Recommended: 101Hotel, Apotek restaurant, Nonna Bud.

Chicago

Landed with five hours to spare so I took a train to Chicago ave., bus to Austin ave., walked ten blocks to the FLW House and Studio. The woman selling tickets was so rude to me that I turned around and left. The Water-Tower Sofitel provided a surprisingly nice place to stay and the rest of the evening is better left to memories.

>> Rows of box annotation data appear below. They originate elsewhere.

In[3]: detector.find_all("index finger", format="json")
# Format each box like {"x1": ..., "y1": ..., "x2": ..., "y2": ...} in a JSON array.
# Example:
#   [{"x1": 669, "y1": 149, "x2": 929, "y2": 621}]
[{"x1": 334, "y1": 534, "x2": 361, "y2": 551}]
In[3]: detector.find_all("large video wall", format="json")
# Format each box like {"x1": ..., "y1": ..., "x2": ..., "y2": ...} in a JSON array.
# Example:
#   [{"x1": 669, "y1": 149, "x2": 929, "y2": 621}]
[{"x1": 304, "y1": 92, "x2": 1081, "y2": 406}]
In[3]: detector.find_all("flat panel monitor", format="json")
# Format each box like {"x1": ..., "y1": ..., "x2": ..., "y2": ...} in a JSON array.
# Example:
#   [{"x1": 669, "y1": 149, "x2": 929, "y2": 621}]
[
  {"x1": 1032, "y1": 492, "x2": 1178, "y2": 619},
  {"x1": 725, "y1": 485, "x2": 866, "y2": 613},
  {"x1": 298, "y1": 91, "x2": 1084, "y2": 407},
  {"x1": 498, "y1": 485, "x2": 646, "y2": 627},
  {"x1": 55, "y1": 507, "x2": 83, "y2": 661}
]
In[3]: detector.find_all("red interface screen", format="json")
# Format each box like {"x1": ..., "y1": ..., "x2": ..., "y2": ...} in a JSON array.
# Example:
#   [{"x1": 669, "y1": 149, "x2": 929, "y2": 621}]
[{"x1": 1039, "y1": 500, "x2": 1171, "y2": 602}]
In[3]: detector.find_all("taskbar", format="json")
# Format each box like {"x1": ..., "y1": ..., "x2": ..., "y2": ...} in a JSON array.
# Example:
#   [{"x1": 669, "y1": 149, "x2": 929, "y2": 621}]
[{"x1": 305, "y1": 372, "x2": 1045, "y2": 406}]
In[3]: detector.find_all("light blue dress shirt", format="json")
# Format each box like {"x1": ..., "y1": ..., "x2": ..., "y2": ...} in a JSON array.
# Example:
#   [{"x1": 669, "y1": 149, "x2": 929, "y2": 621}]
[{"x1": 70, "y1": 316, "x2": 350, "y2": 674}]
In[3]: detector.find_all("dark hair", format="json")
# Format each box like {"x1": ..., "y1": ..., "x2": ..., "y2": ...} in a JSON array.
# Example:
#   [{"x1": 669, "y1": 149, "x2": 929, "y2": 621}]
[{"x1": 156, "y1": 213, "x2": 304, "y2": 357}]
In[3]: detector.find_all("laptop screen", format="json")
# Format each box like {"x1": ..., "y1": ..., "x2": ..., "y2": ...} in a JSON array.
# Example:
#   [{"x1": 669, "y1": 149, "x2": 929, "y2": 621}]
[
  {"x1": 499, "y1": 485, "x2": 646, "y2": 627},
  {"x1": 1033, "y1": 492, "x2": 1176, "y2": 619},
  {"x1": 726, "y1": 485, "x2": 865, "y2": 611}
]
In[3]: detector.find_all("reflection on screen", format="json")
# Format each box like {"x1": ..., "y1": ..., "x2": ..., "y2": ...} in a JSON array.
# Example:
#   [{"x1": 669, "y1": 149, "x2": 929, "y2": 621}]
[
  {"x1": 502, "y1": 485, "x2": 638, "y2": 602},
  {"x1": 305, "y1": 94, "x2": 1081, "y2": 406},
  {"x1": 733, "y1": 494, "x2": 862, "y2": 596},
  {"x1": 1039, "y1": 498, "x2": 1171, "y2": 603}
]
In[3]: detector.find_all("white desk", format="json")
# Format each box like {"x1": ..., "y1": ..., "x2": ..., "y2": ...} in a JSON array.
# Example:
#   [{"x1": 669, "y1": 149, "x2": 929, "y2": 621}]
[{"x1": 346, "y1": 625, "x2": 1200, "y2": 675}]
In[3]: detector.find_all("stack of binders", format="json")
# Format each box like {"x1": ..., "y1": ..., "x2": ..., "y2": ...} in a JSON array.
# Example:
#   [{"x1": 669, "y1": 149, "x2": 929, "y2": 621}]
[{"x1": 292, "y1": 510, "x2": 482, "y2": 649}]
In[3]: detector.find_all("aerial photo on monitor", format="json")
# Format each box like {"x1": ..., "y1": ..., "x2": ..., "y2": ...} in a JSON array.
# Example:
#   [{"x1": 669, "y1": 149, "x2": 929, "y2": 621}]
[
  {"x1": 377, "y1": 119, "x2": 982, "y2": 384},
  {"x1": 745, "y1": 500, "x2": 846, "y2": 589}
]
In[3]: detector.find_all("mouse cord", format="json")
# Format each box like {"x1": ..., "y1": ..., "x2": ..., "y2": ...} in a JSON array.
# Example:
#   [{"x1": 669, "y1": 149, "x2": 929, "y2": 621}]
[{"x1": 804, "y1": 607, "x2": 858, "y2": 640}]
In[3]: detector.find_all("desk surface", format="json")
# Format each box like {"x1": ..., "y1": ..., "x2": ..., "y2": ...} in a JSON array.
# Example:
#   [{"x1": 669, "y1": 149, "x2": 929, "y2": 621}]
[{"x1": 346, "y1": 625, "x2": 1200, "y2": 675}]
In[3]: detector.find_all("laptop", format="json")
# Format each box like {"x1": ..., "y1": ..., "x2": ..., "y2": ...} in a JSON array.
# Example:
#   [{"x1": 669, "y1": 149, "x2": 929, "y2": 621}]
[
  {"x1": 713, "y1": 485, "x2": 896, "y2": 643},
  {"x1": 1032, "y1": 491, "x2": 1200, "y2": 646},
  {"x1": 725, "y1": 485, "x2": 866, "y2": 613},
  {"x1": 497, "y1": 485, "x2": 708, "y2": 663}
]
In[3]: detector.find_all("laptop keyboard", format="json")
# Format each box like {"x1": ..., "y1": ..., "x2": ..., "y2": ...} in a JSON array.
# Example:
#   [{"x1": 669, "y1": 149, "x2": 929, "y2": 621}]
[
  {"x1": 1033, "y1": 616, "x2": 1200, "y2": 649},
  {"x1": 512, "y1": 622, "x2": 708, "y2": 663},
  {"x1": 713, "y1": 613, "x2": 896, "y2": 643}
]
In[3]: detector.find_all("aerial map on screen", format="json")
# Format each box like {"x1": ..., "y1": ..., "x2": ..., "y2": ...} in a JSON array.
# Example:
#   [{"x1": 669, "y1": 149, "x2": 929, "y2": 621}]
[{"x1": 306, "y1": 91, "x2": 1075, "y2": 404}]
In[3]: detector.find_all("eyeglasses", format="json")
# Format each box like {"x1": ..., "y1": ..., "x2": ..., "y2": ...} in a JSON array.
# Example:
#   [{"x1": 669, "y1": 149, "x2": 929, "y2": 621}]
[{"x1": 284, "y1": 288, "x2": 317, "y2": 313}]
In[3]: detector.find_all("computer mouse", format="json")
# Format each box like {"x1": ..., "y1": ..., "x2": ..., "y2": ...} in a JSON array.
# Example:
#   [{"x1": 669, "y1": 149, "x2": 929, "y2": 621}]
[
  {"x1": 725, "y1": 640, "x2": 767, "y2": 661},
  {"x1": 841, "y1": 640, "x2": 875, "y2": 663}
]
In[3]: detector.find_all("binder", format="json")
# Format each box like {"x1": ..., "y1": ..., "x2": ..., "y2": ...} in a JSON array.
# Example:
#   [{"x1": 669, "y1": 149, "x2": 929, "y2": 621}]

Vegas/Tokyo Through The Lens

Driving past the Lion-fountain that marks the entrance to the MGM Grand hotel, Las Vegas assembled itself into an array of pixels. In the faceted base of that fountain the lights of the strip were abstracted into squares of color. The more I think about those real-life pixels that more I come to consider Las Vegas as an act pixelation. Digital representation is a process that reduces everything to sharply deliniated segments which, examined individually, are entirely flat, flimsy, lifeless but when examined en masse often produce effects of sheer awe. Representation may always be an act of simplification, but digital representation has no in-between to fall back upon as an acknowledgment that something else may exist in the gaps. Las Vegas has mastered the art of assembling elements into an impressive whole. It has embraced pixelation.

Upon close inspection, however, things spread thin and gaps appear between the areas of definition. A walk through the interstitial space between the casinos reveals a territory of nothing. Neon and asphalt gives way to dirt, construction sites, disused lots: areas awaiting further definition, more pixelated infill.

Suddenly I understand why Wayne Wang decided to shoot Center of the World digitally. All issues of the movie's questionable merit aside, digital was really the only option. If we are bothered by the squared-off grit of his shots it is to be bothered by the fractures of the city itself. In its true form Las Vegas is digital: concurrently awesome and deceptively simple.

How surprising, then, that I would find myself watching Lost In Translation after returning from Las Vegas, as it provided a sharply contrasting relationship between city and cinema. Representing a city that is largely digital (Tokyo loves the Jumbotron), Sophia Copola has chosen to stay with celluloid and limit herself to available light. One minute contrast is high and the next everything recedes into a gloom as our eyes adjust to sharply illuminated foreground and background. This is the effect of shooting with available light and an analog to being culturally lost in transition. Taken as a whole, the movie is essentially a capsule of jetlag: swimming in language, knowing exactly where you are but feeling lost, enjoying the unexpected, compound contrast.

I suspect that Tokyo's ability to at least appear to have a richer experience has to do with the relative nonchalance of its creation. On the other hand, Las Vegas truly is one of the monuments of 20th century civilization and a testament to the will to inhabit. It's a monument in all of the best and worst ways possible.